テーブルの上に何やらノートを広げている事から、宿題をしているのか、それともどちらかの子が分からない所を尋ねているのかも知れなかった。
物静かな感じの二人だった。
そしてもう一組──一人という表現が適切だろう──は、若い男性だった。
特に待ち合わせをしている、という風でもなく、テーブル席の片隅でブラックコーヒーを飲みながら小説を広げていた。
いかにも少し時間を潰している、といった感じだ。
──これなら早く店の片付けが出来そうかな。
悟が店内を見回しながらそう思った時だった。
───カランカラン
来店を告げるベルが店内に響く。
人が少なく静かなせいもあってか、その音は「ギャレット」内にいやに大きく響き渡った。
開かれたドアの向こうには一人の女性が立っていた。
透き通るような茶色の髪に、漆黒の瞳。
女性と呼ぶにはまだ顔のつくりに幼さがあり、少女と呼ぶには大人びた雰囲気を持つ不思議な女だった。

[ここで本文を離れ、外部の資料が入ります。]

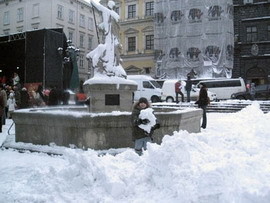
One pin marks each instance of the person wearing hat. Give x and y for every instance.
(139, 135)
(11, 103)
(203, 102)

どちらかといわれれば少女と呼ぶに相応しいようでもあった。
ドアの近くで立ちどまったまま、少女は中に入ってこようとはしなかった。
ただ店内を少し見回している。
初めてなのかもしれないな。
そう判断した悟は少女に尋ねかけた。
「いらっしゃいませ、お一人様ですか?」
その声に反応して少女は視線を悟に向ける。
射抜くようなまっすぐな視線を向けてくる少女に悟は少し驚いた。
正直にその少女を「綺麗」だと思った。
表情がなければまるで人形のようでさえあった。
だが少女は生きている。
確かに生きていて、瞬きをしながら悟を見つめていた。
そして、小さな口元が動き高めのやわらかい声が聞こえてきた。
「はい、一人です」
「ご案内してもよろしいですか?」
「お願いします」
「では、こちらへどうぞ」
悟が促すと、少女は大人しくそれに従った。
ヒールの音が静かな店内に高く響き渡った。
悟はその少女を一番奥のカウンター席に案内した。
テーブル席でも良かったのだが、少女がなんとなくカウンターを好みそうな気がしたからだ。
「ご注文はお決まりですか?」
そう尋ねると、少女はメニューに目を通してから、すぐに決断をした。
その速さから察するに、頼むものは初めから決めていたのかもしれなかった。
「カプチーノ、ください」
少女は短く告げると同時に悟の瞳を覗き込んだ。
それはただ目を合わせているだけのようでもあるし、深読みをすれば、悟の表情の変化を読みしようとしているようでもあった。
何故だかその瞳がひどく怖ろしいもののように感じられた。
「かしこまりました、少々お待ちください」
それだけを告げると悟は厨房に戻った。